By so doing, plaintiffs in the case at hand have satisfied the particularity requirement. They have stated with “particularity the respects in which compliance with the provisions is deficient,” thereby distinguishing the case at hand from Council of Commuter Organizations v. Metropolitan Transp., 683 F.2d 663, 670-71 (2d Cir.1982), in which plaintiffs’ claims were dismissed because the pleadings made only general allegations followed by citations to relevant pages of the SIP. ATURA, in contrast, has identified “the specific strategies [namely § 3.6(A) ] designed to achieve [the statutory requirement]” and given “some idea of the manner in which the state has failed to comply with the SIP,” by alleging the state’s failure to adopt adequate mitigation measures. Id.

Finally, the stay of discovery, imposed at the request of the defendants pending determination of this motion is lifted.

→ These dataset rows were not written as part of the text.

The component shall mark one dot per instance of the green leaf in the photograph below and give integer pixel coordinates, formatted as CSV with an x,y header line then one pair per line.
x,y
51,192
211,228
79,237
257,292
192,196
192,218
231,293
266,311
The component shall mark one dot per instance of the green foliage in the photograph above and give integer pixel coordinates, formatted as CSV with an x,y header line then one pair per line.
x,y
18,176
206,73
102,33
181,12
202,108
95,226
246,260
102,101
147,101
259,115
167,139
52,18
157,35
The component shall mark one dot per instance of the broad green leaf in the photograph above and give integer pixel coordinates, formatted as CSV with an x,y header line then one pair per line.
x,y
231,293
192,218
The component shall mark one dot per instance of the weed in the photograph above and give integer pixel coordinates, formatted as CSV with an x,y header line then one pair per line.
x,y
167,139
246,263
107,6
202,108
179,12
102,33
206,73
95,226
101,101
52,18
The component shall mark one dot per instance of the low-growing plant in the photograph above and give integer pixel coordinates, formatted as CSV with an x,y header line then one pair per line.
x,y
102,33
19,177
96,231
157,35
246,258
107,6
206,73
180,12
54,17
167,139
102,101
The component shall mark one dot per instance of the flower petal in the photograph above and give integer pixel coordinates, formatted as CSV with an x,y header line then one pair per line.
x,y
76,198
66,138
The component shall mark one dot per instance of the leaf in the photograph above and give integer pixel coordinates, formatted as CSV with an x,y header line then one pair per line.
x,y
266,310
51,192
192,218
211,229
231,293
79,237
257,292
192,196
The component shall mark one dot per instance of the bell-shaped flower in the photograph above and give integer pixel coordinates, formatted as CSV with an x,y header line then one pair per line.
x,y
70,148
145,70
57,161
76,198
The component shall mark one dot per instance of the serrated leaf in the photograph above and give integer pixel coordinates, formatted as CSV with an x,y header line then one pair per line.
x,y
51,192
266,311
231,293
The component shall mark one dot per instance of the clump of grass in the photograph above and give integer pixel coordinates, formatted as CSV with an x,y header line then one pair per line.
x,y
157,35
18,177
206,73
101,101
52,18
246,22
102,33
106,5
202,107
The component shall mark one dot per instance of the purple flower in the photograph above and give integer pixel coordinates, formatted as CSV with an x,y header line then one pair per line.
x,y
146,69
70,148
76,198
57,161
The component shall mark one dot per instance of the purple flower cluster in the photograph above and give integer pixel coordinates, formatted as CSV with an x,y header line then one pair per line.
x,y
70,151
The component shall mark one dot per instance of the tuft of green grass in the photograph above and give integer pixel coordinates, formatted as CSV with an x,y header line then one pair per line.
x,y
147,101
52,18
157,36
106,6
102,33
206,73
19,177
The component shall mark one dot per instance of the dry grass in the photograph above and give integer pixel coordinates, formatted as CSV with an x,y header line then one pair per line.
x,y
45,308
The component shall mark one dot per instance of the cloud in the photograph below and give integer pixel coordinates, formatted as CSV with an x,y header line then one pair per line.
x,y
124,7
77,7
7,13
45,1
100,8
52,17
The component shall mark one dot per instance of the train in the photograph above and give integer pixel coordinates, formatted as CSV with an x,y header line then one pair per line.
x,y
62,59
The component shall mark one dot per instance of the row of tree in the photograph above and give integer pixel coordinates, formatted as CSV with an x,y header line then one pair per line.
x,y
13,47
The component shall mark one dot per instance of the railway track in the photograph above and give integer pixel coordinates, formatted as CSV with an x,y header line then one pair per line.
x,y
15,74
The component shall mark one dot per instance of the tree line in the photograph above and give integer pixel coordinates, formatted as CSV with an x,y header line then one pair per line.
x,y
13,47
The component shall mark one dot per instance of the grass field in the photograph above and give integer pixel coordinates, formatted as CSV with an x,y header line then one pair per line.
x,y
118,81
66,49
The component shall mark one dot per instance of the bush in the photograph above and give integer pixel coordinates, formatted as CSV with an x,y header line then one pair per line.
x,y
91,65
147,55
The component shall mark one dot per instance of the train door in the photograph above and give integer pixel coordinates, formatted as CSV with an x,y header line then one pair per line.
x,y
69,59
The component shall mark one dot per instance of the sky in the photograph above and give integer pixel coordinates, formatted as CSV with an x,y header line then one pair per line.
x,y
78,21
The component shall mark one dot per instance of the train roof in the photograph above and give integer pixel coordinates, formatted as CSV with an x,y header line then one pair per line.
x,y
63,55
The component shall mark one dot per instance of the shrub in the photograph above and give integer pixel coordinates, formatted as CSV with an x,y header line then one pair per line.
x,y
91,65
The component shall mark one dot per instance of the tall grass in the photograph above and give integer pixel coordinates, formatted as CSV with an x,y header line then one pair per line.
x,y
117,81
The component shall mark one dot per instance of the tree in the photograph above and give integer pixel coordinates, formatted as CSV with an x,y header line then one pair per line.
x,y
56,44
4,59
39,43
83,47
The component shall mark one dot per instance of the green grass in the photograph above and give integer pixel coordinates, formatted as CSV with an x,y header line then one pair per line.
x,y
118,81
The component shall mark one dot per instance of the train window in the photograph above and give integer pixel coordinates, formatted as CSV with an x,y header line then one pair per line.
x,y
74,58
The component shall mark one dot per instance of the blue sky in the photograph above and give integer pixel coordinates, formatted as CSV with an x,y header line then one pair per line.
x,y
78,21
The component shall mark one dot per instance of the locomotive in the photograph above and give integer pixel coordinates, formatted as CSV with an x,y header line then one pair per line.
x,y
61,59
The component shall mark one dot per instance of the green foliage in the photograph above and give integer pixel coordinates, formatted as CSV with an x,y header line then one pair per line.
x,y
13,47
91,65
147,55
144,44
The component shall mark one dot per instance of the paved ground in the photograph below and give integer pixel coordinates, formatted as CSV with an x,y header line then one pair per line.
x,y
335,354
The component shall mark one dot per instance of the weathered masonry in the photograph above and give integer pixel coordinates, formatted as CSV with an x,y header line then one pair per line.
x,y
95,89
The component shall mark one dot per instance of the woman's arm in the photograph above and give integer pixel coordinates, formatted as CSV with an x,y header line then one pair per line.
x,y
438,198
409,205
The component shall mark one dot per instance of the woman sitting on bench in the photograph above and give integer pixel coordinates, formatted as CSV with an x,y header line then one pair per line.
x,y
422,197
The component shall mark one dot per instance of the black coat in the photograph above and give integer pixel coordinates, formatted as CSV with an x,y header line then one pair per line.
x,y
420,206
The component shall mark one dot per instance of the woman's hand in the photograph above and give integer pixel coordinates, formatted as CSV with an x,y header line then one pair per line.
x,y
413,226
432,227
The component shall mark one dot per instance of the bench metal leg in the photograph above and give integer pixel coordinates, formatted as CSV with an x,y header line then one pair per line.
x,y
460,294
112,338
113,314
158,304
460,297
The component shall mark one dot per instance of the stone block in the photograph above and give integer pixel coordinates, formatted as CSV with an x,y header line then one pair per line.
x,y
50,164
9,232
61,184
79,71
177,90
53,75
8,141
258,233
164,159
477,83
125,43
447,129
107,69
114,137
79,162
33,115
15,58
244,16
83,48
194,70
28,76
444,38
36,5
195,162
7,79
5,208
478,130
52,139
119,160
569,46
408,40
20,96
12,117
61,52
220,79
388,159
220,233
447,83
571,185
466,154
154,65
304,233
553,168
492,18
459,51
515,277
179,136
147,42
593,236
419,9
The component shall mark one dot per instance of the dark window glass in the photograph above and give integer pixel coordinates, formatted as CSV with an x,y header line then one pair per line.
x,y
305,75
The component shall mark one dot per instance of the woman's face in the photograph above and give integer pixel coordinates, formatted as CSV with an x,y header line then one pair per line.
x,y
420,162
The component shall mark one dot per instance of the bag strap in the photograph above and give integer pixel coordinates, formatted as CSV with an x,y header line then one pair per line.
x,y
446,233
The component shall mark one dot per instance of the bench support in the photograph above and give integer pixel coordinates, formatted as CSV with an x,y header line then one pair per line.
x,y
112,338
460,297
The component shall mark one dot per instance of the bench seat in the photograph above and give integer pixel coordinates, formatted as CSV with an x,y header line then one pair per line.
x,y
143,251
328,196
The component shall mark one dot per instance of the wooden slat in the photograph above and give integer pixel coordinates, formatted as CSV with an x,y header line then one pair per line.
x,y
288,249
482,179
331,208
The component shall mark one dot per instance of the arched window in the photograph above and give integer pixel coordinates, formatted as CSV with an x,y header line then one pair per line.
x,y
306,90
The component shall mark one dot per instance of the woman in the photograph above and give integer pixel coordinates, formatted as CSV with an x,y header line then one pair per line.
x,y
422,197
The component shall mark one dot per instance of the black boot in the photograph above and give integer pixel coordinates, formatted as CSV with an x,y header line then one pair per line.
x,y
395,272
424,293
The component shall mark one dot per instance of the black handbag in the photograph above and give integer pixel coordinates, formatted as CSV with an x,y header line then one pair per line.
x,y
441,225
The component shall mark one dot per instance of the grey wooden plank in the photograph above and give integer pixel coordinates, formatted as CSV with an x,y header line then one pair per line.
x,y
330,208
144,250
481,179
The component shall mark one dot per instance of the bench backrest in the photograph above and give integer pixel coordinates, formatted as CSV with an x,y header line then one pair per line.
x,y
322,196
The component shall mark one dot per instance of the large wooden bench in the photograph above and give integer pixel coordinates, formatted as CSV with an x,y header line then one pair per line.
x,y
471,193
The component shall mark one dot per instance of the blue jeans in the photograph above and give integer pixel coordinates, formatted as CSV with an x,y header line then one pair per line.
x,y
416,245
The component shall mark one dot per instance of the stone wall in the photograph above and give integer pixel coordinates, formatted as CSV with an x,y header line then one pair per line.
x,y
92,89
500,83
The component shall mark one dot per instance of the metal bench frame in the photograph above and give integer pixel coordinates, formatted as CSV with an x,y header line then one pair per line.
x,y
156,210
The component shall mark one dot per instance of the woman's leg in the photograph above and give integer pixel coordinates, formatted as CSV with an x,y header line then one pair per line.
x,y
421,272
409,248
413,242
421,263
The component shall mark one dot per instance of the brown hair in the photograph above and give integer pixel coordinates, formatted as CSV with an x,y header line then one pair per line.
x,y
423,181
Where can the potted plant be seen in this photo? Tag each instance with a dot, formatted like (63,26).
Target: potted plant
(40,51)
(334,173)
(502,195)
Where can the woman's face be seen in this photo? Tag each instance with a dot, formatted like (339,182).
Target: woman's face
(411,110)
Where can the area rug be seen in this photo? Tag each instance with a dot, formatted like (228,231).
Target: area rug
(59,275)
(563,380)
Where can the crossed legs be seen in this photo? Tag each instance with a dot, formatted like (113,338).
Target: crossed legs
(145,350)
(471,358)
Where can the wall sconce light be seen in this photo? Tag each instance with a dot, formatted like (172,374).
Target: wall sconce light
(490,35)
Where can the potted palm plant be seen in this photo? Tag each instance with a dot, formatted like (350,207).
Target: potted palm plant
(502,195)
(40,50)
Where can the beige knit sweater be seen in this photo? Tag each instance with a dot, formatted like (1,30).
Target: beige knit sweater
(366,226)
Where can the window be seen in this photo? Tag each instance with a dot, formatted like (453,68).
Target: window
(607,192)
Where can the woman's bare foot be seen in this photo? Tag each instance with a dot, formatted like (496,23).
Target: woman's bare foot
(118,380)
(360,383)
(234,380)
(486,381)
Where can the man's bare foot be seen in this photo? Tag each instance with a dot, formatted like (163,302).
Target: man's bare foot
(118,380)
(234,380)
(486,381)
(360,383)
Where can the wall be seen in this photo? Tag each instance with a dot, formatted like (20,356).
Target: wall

The municipal defendants’ motion to dismiss count one for lack of subject matter jurisdiction is denied, on condition that plaintiffs amend the complaint within 45 days to specify, within the meaning of 42 U.S.C. § 7604(f)(3), the item to which the mitigation is related.

It is so ordered. 
      
      .At the time of this motion, the municipal defendants were named only in count one of the complaint and thus they moved to dismiss the complaint against them. However, claim five of the amended complaint alleges that the municipal defendants pursued an Urban Development Action Grant for Project funding in violation of the Administrative Procedure Act.
     
      
      . Complaint at ¶ 43.
     
      
      . Defendants also argue that the other statutes cited in the complaint, 28 U.S.C. §§ 1331 and 2201, do not provide jurisdiction for this claim, an argument plaintiffs do not answer.
     
      
      . Complaint, Exhibit A (New York State Air Quality Implementation Plan, Amended January 1984).
     
      
      . Complaint at ¶ 29, citing Exhibit B (Atlantic Terminal and Brooklyn Center Projects Final Environmental Impact Statement, August 1986) at IV-32.
     
      
      . Complaint, Exhibit B at IV-34.
     
      
      . Complaint at ¶ 31.
     
      
      . The City included as an appendix to its reply memorandum a letter of June 2, 1987, from Christopher J. Daggett, Regional Administrator of the EPA to Ross Sandler, Commissioner of the New York City Department of Transportation, and Harvey Schultz, Commissioner of the New York City Department of Environmental Protection. Even if this letter were considered, which it cannot to the extent that the motion is fashioned as one for failure to state a cause of action, it does not indicate a commitment on the part of the City to adopt mitigation measures that will achieve the carbon monoxide standard before the statutory deadline passes. The new mitigation proposal discussed in the letter, although satisfying the EPA’s "concerns about the City’s commitment,” will "not provide for attainment of the carbon monoxide standards at all locations until 1993.” Moreover, the issue to be decided on this motion is not the adequacy of the mitigation measures.
     
      
      . Municipal Defendants’ Reply Memorandum of Law in Further Support of their Motion to Dismiss ("Reply Memorandum”) at 12 (January 12, 1988).
     
      
      . Reply Memorandum at 12.
     
      
      . ATURA interprets the provision as committing the City to a three step process, the third step being the one violated: First, the City is to use the EIS process to analyze the air quality data. Second, the City is to determine whether there are existing or potential violations of the air quality. Third, if the evaluation reveals violations, the City is to adopt mitigation measures adequate to bring the area into compliance.